Let's create another sample dataset and replicate the cube()
examples in this Stackoverflow answer.
val df = Seq(
("bar", 2L),
("bar", 2L),
("foo", 1L),
("foo", 2L)
).toDF("word", "num")
The cube
function "takes a list of columns and applies aggregate expressions to all possible combinations of the grouping columns".
df
.cube($"word", $"num")
.count()
.sort(asc("word"), asc("num"))
.show()
+----+----+-----+
|word| num|count|
+----+----+-----+
|null|null| 4| Total rows in df
|null| 1| 1| Count where num equals 1
|null| 2| 3| Count where num equals 2
| bar|null| 2| Where word equals bar
| bar| 2| 2| Where word equals bar and num equals 2
| foo|null| 2| Where word equals foo
| foo| 1| 1| Where word equals foo and num equals 1
| foo| 2| 1| Where word equals foo and num equals 2
+----+----+-----+
The order of the arguments passed to the cube()
function don't matter, so cube($"word", $"num")
will return the same results as cube($"num", $"word")
.
rollup()
rollup
is a subset of cube
that "computes hierarchical subtotals from left to right".
df
.rollup($"word", $"num")
.count()
.sort(asc("word"), asc("num"))
.show()
+----+----+-----+
|word| num|count|
+----+----+-----+
|null|null| 4| Count of all rows
| bar|null| 2| Count when word is bar
| bar| 2| 2| Count when num is 2
| foo|null| 2| Count when word is foo
| foo| 1| 1| When word is foo and num is 1
| foo| 2| 1| When word is foo and num is 2
+----+----+-----+
rollup()
returns a subset of the rows returned by cube()
. rollup
returns 6 rows whereas cube
returns 8 rows. Here are the missing rows.
+----+----+-----+
|word| num|count|
+----+----+-----+
|null| 1| 1| Word is null and num is 1
|null| 2| 3| Word is null and num is 2
+----+----+-----+
rollup($"word", $"num")
doesn't return the counts when only word
is null
.
Let's switch around the order of the arguments passed to rollup
and view the difference in the results.
df
.rollup($"num", $"word")
.count()
.sort(asc("word"), asc("num"))
.select("word", "num", "count")
.show()
+----+----+-----+
|word| num|count|
+----+----+-----+
|null|null| 4|
|null| 1| 1|
|null| 2| 3|
| bar| 2| 2|
| foo| 1| 1|
| foo| 2| 1|
+----+----+-----+
Here are the rows missing from rollup($"num", $"word")
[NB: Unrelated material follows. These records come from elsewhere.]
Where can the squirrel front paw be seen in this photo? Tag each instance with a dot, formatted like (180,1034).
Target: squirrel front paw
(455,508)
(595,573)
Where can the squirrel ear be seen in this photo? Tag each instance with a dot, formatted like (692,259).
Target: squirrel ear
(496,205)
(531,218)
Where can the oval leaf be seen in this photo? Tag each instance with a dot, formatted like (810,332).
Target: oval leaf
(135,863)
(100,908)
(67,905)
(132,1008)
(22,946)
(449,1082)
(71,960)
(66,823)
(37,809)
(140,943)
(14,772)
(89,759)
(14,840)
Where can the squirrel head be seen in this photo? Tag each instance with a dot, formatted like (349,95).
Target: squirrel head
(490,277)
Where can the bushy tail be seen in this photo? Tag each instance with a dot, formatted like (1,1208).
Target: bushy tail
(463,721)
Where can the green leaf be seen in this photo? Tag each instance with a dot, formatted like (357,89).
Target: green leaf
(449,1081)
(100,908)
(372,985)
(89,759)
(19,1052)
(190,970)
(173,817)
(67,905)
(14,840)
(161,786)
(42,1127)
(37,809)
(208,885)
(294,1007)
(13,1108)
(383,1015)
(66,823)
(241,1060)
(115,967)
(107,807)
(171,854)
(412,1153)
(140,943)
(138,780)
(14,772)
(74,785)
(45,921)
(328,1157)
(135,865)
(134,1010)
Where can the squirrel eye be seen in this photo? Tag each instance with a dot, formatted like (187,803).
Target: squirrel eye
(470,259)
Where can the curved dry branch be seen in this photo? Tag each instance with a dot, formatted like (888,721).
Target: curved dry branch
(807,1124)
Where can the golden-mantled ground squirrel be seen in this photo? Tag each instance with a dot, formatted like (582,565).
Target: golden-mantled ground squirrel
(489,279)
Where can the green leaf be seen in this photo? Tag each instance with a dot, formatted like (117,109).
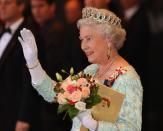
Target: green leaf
(59,77)
(71,71)
(62,108)
(72,111)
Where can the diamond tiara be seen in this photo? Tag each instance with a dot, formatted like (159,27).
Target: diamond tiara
(101,16)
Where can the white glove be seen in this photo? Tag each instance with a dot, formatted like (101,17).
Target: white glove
(76,124)
(86,119)
(28,43)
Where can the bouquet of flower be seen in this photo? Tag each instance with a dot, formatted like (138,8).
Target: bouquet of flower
(76,93)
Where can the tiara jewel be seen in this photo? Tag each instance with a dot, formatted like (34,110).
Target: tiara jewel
(101,16)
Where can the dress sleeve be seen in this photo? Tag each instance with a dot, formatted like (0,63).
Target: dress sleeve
(130,117)
(45,89)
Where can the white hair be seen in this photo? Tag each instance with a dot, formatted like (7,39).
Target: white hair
(116,34)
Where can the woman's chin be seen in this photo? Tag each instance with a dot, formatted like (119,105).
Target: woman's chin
(91,60)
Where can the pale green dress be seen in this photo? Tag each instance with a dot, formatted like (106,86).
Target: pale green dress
(130,117)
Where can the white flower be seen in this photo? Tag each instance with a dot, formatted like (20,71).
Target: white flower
(80,106)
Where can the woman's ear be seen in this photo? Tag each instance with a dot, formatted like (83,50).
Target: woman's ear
(109,43)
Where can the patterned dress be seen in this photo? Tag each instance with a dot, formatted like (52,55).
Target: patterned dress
(126,81)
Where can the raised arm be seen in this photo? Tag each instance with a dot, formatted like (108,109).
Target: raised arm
(40,80)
compared to cube($"word", $"num")
.
+----+----+-----+
|word| num|count|
+----+----+-----+
| bar|null| 2| Word equals bar and num is null
| foo|null| 2| Word equals foo and num is null
+----+----+-----+
rollup($"num", $"word")
doesn't return the counts when only num
is null
.
Next steps
Spark makes it easy to run aggregations at scale.
In production applications, you'll often want to do much more than run a simple aggregation. You'll want to verify the correctness of your code with tests and incrementally update aggregations. Make sure you learn how to test your aggregation functions!
If you're still struggling with the Spark basics, make sure to read a good book to grasp the fundamentals.
Study the groupBy
function, the aggregate functions, and the RelationalGroupedDataset class to quickly master aggregations in Spark.